A man stands alone on stage, his arms raised (Christ-like). He starts talking to us, in a tone that’s confessional – but more: conspiratorial. He’s filming a scene in a lake, for a low-budget independent feature – he’s standing in the water. He’s a body double for the film’s star, Kane.

The film looks like it will be Kane’s “cross-over” role, our narrator tells us – his “potential McConaughey moment” – and therefore also his crossover role as a body double. No longer just the star/body-double of action films Suitcase Bomb, Taxidermist, Path of the Willing et al, they will be arthouse-certified. “Awards material.” 

 

The film, called ‘Lake Disappointment’, is about a man who arrives in a town on a lake, but can’t find the lake. At the climax he finally finds it and, seeing his reflection in its surface, discovers his real self. 

 

Co-written by playwright Lachlan Philpott (M Rock; Silent Disco) and actor/writer/director Luke Mullins (The Glass Menagerie), Lake Disappointment (the play) is an elaborate assemblage of reflections and surfaces that constantly asks you to think about the construction of narrative and identity and ‘art’.

 

Physically, Kane and his body double (our narrator through this one-man play, but never given a name) are almost mirror images, and their careers have been tied together – rising as one, in parallel universes of fame (there are body-double conferences and awards, he tells us). The structure of the play and the film are in key ways reflections. Within the play, incidents mirror the film. And there are actual mirrors on stage.

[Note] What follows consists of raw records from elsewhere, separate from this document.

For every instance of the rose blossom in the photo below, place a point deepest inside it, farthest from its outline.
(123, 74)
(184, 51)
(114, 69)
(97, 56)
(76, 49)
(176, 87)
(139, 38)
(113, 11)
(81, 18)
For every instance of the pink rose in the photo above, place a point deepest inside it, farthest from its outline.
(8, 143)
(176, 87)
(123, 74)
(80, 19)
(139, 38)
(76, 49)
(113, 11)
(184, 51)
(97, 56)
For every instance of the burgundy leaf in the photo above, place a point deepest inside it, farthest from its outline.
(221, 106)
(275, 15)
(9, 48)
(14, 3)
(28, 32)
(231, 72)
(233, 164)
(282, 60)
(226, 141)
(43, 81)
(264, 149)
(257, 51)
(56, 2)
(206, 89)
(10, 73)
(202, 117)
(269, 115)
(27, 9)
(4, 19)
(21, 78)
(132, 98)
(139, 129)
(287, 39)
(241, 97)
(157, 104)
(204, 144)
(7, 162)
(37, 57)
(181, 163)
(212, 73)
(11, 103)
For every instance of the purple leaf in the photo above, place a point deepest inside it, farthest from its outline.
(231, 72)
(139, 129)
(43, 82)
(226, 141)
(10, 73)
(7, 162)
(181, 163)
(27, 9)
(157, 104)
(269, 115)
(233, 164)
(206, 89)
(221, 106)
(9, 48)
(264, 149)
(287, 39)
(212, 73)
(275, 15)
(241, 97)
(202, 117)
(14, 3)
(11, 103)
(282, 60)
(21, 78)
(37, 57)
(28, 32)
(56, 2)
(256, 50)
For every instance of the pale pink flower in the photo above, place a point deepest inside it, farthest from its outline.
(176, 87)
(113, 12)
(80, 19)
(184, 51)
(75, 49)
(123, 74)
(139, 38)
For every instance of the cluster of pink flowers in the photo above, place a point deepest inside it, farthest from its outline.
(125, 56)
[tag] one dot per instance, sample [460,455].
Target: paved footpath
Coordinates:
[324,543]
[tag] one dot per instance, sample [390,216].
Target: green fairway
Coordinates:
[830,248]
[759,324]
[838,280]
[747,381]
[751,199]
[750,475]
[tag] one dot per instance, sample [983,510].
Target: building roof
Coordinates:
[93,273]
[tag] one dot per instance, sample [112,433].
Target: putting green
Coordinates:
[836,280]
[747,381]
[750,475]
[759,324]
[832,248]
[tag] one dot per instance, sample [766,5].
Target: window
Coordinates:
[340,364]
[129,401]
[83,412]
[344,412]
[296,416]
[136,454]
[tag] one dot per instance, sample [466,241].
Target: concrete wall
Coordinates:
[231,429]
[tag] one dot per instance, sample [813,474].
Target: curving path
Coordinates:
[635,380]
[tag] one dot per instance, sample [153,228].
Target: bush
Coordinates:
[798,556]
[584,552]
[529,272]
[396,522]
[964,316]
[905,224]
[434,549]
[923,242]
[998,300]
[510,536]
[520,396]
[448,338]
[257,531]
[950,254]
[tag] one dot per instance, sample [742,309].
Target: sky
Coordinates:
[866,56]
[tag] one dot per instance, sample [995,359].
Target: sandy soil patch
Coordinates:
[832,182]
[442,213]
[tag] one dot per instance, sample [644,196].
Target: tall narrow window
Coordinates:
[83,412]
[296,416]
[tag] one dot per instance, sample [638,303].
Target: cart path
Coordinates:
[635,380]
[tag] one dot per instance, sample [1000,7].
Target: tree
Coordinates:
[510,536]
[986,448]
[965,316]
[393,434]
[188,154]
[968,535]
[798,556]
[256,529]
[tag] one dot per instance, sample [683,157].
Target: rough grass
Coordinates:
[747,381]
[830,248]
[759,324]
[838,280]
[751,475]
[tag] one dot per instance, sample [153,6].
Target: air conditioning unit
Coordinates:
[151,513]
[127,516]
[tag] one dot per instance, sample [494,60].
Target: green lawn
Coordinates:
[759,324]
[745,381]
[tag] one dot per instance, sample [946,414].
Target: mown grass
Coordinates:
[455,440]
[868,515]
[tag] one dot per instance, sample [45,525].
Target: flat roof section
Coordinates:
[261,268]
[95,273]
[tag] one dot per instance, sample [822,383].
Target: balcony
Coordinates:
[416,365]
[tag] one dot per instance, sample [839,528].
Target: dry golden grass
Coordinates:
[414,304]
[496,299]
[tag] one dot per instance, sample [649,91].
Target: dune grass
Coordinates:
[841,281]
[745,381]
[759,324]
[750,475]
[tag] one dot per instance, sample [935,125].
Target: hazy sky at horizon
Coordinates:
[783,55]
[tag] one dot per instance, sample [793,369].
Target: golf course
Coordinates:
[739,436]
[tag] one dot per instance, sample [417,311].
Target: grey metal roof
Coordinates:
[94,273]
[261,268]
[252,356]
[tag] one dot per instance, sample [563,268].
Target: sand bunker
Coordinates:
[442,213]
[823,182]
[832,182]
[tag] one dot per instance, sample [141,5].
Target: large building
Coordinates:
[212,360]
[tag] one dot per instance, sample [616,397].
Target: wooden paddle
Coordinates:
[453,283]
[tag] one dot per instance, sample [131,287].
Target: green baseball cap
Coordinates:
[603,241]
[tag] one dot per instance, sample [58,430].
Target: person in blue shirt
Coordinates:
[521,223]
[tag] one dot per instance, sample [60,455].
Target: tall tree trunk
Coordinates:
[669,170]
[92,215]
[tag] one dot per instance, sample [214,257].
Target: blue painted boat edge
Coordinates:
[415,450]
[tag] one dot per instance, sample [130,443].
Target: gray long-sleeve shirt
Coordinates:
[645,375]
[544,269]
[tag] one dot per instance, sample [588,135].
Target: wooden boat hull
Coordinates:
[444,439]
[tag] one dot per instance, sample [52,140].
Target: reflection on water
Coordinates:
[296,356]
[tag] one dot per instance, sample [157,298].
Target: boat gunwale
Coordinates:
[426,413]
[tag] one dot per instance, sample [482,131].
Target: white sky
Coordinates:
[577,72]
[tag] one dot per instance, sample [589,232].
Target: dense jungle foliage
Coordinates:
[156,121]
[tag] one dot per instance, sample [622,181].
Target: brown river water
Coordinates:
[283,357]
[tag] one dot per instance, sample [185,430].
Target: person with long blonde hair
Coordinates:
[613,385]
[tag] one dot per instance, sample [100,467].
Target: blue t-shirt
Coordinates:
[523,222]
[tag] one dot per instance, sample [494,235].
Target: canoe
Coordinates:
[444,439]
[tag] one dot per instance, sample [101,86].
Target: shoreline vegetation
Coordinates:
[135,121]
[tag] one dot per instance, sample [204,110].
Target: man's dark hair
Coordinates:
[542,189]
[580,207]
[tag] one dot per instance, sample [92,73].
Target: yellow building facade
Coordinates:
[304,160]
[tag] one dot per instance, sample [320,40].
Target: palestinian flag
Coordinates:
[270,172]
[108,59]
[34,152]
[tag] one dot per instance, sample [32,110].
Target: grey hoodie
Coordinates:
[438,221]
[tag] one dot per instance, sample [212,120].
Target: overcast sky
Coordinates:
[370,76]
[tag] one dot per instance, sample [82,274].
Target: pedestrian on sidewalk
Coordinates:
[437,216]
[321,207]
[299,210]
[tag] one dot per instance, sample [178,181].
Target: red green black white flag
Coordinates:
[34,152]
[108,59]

But there’s more to Lake Disappointment than merely an aesthetic, or an examination of artifice. Mullins takes us inside mind of a person who has created himself by collage; he is a simulacra of Kane, created in bit pieces: abs, arms, hands, hair… It’s a necessary part of a job in which he is required to only perform once piece of Kane at a time: an aerial shot from above; a close-up shot of hands; a bridging shot from behind.

 

What does it do to a person to live this way: a career, a life and an identity tied to another person – who at the end of the day, is neither a lover nor a friend? What happens if that actor dies? What happens if you experience a disfigurement, or are otherwise unable to achieve parity with their physicality? All this is raised in the play.

 

But Lake Disappointment seems to be about something deeper still: our protagonist – as performed by Mullins, and as written in the text of his character’s adoring and homoerotic tributes to Kane – seems to be a queer man in a straight-man’s world, forced to perform heteronormativity ad nauseum. On one level, this is a play about (to borrow a phrase from one of this week’s most moving pieces of writing) the structural violence experienced by non-straight-white-men/women in the film and theatre industries – and beyond. 

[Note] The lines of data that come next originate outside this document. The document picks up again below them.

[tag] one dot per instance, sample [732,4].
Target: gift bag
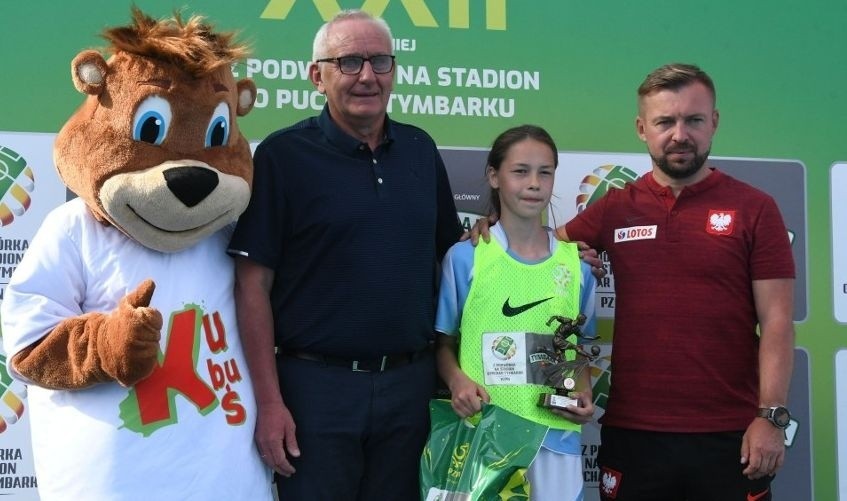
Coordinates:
[481,458]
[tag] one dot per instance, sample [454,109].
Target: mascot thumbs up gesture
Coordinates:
[120,316]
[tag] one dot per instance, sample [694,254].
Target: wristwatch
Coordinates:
[778,416]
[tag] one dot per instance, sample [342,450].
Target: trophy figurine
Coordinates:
[561,373]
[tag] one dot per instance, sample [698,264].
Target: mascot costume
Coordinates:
[138,393]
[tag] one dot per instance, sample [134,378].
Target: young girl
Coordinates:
[493,295]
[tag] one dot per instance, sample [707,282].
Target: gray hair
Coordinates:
[320,45]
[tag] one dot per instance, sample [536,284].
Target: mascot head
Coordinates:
[155,149]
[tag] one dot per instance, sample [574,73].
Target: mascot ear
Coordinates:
[246,96]
[88,71]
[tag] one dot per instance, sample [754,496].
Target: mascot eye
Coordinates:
[151,121]
[217,133]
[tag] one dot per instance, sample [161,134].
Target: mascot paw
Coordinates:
[128,342]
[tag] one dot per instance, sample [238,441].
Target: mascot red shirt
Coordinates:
[120,317]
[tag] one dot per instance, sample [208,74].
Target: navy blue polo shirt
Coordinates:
[353,236]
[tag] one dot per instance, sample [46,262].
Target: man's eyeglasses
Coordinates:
[352,65]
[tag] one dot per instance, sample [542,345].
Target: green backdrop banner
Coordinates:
[466,70]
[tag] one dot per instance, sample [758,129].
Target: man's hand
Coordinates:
[762,449]
[275,436]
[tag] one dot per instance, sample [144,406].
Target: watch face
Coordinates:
[781,417]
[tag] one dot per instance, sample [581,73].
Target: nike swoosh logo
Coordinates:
[511,311]
[756,497]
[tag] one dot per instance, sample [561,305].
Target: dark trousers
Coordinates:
[638,465]
[360,434]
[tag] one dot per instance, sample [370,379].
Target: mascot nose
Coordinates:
[191,184]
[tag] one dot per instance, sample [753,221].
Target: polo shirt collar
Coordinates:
[345,141]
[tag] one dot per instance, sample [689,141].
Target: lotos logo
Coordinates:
[458,11]
[16,183]
[601,180]
[635,233]
[11,398]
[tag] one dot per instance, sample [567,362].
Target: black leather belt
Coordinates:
[374,364]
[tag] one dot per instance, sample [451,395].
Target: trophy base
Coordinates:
[555,401]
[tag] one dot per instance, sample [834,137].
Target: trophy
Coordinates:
[561,373]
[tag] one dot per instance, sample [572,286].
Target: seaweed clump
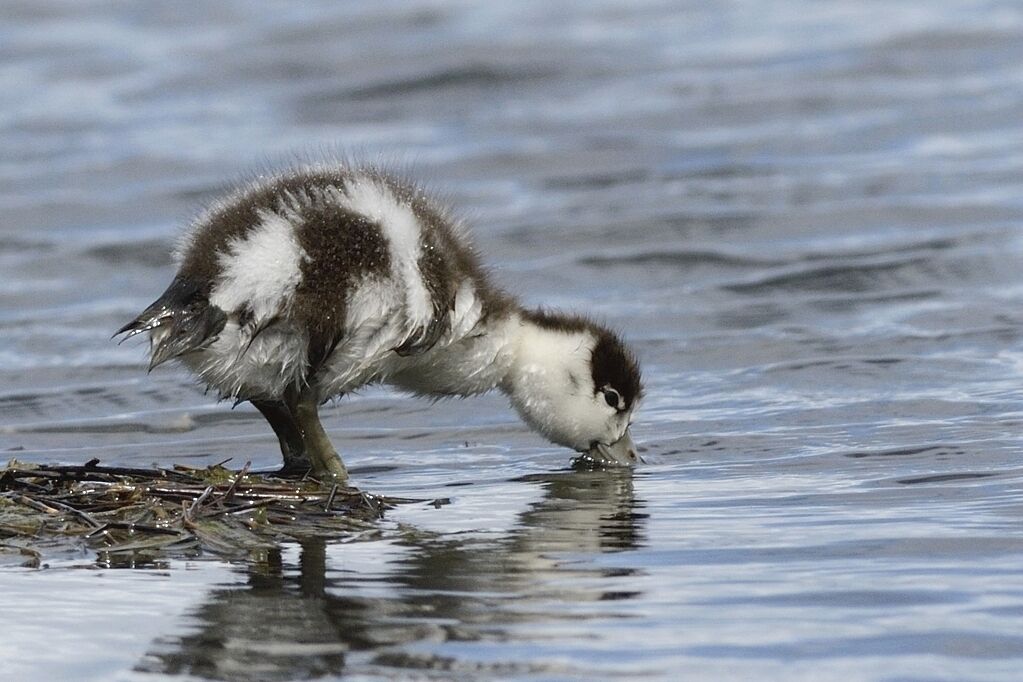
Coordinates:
[138,516]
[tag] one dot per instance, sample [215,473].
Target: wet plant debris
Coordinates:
[129,516]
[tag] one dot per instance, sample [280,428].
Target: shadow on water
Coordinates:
[313,619]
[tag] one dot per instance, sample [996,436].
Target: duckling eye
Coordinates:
[612,398]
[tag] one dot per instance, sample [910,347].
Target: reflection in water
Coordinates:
[313,621]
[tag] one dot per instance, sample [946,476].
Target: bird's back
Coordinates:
[320,276]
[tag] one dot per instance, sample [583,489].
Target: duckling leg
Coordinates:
[324,460]
[283,424]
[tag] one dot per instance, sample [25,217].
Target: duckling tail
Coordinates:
[181,320]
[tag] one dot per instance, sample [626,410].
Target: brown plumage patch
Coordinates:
[612,363]
[343,247]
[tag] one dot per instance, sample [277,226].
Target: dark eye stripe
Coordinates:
[612,398]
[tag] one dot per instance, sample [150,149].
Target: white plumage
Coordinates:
[311,283]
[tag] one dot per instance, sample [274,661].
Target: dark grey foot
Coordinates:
[304,444]
[295,468]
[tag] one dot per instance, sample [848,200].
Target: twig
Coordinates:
[329,499]
[234,484]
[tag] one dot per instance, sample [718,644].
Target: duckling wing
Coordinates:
[181,320]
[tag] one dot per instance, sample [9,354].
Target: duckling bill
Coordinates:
[309,284]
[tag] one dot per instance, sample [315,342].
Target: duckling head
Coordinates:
[577,383]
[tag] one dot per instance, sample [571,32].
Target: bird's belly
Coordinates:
[238,365]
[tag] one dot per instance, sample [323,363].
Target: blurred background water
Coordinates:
[806,216]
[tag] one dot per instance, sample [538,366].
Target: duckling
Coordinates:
[307,284]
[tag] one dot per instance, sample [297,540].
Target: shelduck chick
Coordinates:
[308,284]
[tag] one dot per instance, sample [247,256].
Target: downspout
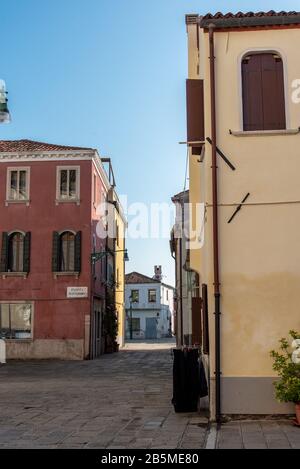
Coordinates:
[180,271]
[215,224]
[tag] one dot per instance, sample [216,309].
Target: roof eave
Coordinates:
[248,22]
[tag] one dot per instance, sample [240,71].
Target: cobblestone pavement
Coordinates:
[118,401]
[264,434]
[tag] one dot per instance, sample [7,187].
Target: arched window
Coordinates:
[67,252]
[16,252]
[263,92]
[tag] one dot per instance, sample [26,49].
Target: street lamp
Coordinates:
[4,112]
[130,309]
[96,256]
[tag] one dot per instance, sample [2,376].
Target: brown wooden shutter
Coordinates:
[26,252]
[205,320]
[4,253]
[252,93]
[273,92]
[263,92]
[78,252]
[55,252]
[195,110]
[196,321]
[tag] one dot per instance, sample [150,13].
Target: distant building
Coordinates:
[53,299]
[149,306]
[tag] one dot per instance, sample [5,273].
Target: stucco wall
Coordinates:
[259,255]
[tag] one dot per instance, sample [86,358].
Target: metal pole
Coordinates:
[215,224]
[130,320]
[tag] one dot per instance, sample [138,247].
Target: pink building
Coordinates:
[52,300]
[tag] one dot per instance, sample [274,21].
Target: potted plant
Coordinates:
[287,365]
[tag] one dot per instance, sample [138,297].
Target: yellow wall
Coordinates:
[259,250]
[120,277]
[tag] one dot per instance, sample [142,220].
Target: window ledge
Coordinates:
[67,201]
[30,339]
[24,202]
[14,274]
[263,133]
[66,274]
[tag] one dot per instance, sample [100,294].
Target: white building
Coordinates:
[149,306]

“I used to make celebrity collages,” says our protagonist. “Mix up the body parts. Start with John Stamos’ head and give him Christian Slater’s ears, and Rob Lowe’s chest with Corey Haim’s legs. I was always really good with scissors.”

As with much of the play, this is hilariously funny – until it’s absolutely tragic.

 

Mullins (who is somewhat rare among actors for being publicly ‘out’) performs with precision and a level of detail that is amplified by high beam lighting and a pared-back set-design that draws focus straight to his expressive face. It’s hard to imagine anyone else performing this role – and it’s really his show, as he draws us into this dark, twisted Lynchian universe. Kane is a character we laugh at – his vanity, his self-delusion. He’s also a character many will identify with, striving for inclusion in a world that’s not built to include him. Our laughter makes his tragedy the greater.

 

But Lake Disappointment is not just a performance or a character – it’s a seriously smart, rigorously planned piece of writing and theatre, top to bottom.